Tzeng Tsang-Bin, Schneck Dennis W, Birmingham Bruce K, Mitchell Patrick D, Zhang Harry, Martin Paul D, Kung Li-Pin
AstraZeneca, Wilmington, DE 19850, USA.
Curr Med Res Opin. 2008 Sep;24(9):2575-85. doi: 10.1185/03007990802312807. Epub 2008 Jul 31.
To build the structural model of pharmacokinetics for rosuvastatin and evaluate the impact of demographic characteristics including renal function on its pharmacokinetic parameters.
A population pharmacokinetic analysis of rosuvastatin in healthy volunteers, subjects with dyslipidaemia, and renal failure patients was performed using non-linear mixed-effects modelling and a two-compartment pharmacokinetic model with simultaneous first- and zero-order absorption. Demographic covariates, dyslipidaemic state and renal function were evaluated for their impact on pharmacokinetic parameters by step-wise additions or deletions using the likelihood ratio test.
Typical pharmacokinetic parameters were estimated for a healthy white male subject. For example, apparent oral clearance (CL/F) was estimated to be 257 L/h. Age, smoking status, weight, body surface area, and lean body mass had no significant effect on rosuvastatin pharmacokinetics. The model predicted that CL/F for subjects with creatinine clearance (CLCR) of 30 mL/min (moderate renal impairment) and of 50 mL/min (mild renal impairment) was 17% and 9.7% lower, respectively, relative to subjects with CLCR of 94 mL/min, the data set median value. CL/F was reduced by 71.1% and 43.7% in subjects with dyslipidaemia and in Asian subjects, respectively.

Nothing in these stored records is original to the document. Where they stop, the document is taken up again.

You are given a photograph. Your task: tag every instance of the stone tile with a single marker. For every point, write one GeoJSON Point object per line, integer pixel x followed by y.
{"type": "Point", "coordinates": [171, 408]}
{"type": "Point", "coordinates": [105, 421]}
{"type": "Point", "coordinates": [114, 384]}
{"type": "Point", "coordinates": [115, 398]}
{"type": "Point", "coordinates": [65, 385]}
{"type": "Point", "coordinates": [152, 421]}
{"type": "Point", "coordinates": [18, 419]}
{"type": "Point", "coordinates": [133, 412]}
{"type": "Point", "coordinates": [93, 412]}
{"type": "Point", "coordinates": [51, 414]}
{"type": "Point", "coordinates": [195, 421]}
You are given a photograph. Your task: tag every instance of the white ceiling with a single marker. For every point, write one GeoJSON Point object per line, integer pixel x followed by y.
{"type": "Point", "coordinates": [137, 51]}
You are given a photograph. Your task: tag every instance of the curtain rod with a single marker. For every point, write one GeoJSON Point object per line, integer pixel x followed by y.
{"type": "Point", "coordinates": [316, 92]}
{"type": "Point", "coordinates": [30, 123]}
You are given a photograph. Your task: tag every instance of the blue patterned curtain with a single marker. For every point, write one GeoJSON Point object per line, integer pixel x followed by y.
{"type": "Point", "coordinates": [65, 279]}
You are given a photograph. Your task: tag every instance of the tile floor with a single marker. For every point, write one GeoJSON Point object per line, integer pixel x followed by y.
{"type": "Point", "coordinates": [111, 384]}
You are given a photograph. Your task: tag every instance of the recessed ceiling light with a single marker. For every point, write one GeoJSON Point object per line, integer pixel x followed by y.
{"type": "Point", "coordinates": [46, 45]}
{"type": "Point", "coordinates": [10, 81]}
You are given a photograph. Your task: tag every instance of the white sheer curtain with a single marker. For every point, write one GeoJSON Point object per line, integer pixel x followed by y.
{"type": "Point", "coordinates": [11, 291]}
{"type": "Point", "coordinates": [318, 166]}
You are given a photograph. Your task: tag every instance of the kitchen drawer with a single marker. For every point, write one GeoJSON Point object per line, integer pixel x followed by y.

Reduction of CL/F of rosuvastatin is not considered clinically significant for patients with mild-to-moderate renal impairment. Rosuvastatin CL/F was reduced in subjects with dyslipidaemia, but it is important to realise that the safety/efficacy profile of rosuvastatin has been well established in this population. However, the potential for increased exposure in Asian subjects should be considered when initiating rosuvastatin treatment or increasing dose in this population.
构建瑞舒伐他汀的药代动力学结构模型,并评估包括肾功能在内的人口统计学特征对其药代动力学参数的影响。
采用非线性混合效应模型和具有一级和零级同时吸收的二室药代动力学模型,对健康志愿者、血脂异常患者和肾衰竭患者中的瑞舒伐他汀进行群体药代动力学分析。通过似然比检验逐步增加或剔除人口统计学协变量、血脂异常状态和肾功能,以评估它们对药代动力学参数的影响。
估算了一名健康白人男性受试者的典型药代动力学参数。例如,表观口服清除率(CL/F)估计为257 L/h。年龄、吸烟状况、体重、体表面积和瘦体重对瑞舒伐他汀的药代动力学无显著影响。该模型预测,肌酐清除率(CLCR)为30 mL/min(中度肾功能损害)和50 mL/min(轻度肾功能损害)的受试者的CL/F分别比CLCR为94 mL/min(数据集的中位数)的受试者低17%和9.7%。血脂异常受试者和亚洲受试者的CL/F分别降低了71.1%和43.7%。
对于轻度至中度肾功能损害的患者,瑞舒伐他汀CL/F的降低在临床上不被认为具有显著意义。血脂异常受试者的瑞舒伐他汀CL/F降低,但重要的是要认识到瑞舒伐他汀在该人群中的安全性/有效性已得到充分确立。然而,在该人群中开始使用瑞舒伐他汀治疗或增加剂量时,应考虑亚洲受试者暴露增加的可能性。